Urbanisme, étalement urbain, planification et développement n’étaient pas des mots à la mode après la crise de 1930 et la Seconde Guerre mondiale de 1939-1945. «L’économie et l’emploi étaient à l’avant-plan parce que 80 % à 90 % des emplois étaient industriels. À l’époque, c’était le textile ou mourir», image M. Gaudreau, qui a signé un livre sur l’industrie du textile à Magog.
À l’époque, les concepts ne sont pas à la mode, mais l’étalement urbain prend lentement forme.

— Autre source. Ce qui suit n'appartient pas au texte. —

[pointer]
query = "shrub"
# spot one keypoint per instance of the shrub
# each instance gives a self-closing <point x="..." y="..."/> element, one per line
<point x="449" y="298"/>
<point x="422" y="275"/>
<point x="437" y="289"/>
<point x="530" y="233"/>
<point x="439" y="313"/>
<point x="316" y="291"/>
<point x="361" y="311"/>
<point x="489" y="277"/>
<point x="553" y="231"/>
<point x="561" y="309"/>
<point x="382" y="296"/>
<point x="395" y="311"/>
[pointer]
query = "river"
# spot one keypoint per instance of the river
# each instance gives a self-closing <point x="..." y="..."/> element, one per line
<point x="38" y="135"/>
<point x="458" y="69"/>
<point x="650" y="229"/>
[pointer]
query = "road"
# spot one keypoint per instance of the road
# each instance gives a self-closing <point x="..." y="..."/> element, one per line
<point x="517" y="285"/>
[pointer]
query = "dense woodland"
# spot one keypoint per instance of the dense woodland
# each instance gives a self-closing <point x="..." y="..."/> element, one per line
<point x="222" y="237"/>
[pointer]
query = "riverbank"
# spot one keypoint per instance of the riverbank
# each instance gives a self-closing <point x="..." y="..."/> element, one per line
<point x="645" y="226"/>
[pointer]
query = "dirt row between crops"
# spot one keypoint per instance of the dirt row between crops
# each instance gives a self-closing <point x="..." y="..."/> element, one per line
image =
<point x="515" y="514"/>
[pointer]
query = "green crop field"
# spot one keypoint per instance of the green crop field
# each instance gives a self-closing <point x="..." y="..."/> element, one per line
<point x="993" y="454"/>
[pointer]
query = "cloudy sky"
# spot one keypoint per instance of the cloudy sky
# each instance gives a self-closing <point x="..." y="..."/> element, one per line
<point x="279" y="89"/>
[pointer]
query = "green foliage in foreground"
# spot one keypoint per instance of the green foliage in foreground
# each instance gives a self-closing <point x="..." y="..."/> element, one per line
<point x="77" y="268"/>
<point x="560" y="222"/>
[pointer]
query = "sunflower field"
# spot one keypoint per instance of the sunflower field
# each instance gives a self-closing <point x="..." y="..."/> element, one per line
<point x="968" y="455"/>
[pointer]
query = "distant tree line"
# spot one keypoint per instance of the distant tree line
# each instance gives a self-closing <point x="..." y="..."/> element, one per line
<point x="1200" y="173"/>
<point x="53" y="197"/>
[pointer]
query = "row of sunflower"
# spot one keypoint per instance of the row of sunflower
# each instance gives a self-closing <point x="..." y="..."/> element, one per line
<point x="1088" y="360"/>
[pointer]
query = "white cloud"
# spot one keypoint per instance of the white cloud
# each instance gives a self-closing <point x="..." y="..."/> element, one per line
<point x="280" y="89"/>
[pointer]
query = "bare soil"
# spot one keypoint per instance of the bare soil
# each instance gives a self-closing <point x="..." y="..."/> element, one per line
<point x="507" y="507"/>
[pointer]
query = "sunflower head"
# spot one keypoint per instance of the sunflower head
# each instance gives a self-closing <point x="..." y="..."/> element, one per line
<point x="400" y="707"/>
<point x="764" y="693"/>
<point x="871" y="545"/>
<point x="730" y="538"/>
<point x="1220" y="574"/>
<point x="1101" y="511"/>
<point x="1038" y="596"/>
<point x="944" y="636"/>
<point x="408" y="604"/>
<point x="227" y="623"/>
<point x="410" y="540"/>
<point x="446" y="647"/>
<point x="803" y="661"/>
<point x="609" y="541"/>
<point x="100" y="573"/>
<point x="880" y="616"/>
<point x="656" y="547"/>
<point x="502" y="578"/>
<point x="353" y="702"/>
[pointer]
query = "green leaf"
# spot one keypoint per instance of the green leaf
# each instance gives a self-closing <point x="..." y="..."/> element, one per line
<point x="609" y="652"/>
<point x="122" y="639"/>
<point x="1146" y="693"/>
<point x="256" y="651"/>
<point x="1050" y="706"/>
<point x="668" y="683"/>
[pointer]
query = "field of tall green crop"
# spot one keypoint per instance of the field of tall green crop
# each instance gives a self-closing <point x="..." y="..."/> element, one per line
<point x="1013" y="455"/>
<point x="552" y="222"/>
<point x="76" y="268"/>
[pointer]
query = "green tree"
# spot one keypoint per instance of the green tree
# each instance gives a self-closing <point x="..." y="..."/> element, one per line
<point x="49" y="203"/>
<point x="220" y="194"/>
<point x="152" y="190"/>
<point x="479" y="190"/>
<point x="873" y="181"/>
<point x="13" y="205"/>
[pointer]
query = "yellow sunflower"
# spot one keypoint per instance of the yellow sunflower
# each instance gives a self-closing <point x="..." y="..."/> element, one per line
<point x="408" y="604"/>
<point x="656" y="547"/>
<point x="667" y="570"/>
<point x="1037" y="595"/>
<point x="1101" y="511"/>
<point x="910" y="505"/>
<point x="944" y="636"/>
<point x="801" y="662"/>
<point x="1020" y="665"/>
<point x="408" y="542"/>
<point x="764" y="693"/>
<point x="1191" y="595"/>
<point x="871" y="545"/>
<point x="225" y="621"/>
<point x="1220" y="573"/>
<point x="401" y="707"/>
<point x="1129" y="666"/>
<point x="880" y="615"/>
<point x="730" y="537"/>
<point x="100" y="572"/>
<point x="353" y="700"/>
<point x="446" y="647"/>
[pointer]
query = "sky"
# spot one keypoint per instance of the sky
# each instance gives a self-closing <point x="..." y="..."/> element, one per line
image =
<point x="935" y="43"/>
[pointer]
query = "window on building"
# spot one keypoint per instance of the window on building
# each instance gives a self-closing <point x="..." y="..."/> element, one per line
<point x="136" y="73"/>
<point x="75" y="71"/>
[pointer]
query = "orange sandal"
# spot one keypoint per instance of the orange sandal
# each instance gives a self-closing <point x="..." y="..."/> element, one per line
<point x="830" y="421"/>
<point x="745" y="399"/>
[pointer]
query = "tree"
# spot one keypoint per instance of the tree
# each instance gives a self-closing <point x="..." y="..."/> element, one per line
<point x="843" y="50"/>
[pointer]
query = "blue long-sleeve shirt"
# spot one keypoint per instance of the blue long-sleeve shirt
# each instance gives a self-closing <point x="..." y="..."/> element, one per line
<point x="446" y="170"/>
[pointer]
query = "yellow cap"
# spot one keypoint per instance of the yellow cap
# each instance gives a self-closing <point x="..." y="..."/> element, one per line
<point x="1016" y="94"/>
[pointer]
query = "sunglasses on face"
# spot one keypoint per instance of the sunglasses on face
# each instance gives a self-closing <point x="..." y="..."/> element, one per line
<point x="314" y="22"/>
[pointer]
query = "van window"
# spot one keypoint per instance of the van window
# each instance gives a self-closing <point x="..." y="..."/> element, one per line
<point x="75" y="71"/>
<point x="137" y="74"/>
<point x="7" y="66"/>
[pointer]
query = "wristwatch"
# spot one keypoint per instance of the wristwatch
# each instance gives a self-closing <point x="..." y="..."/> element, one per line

L’accès à la propriété se modifie aussi avec la construction de propriétés unifamiliales, qui remplacent lentement les propriétés à logements multiples situées près du complexe industriel. «La population demeure cependant presque stable avec 12 000 personnes au recensement de 1951, contre 13 500 à celui de 2000. C’est plus le nombre de personnes par logement qui diminue», explique-t-il.
M. Gaudreau précise aussi que Magog, une ville d’abord industrielle, se transforme lentement pour accueillir les visiteurs en plus grand nombre après la Deuxième Guerre. «Le tourisme s’est développé avec un meilleur accès à l’automobile, des semaines de travail plus courtes et le développement du réseau routier. On s’est adapté de différentes façons en élargissant des rues, en aménageant des stationnements supplémentaires, en déplaçant le dépotoir situé sous les condos du Littoral, et ce, tout en transformant une pointe Merry à vocation industrielle en un immense parc public», explique-t-il.
L’achat de la pointe Merry, qui logeait une scierie, un terrain de base-ball, une glacière et une charbonnière, ne s’est cependant pas fait sans heurt. «Les contribuables ont maugréé parce qu’ils considéraient le tourisme comme une industrie n’offrant que des emplois de courte durée et qui rapportent peu. Les incitatifs n’étaient que ponctuels parce que le tourisme était plus ou moins bien perçu. Il existe encore des résistances aujourd’hui, mais les retombées sont plus connues», de dire M. Gaudreau.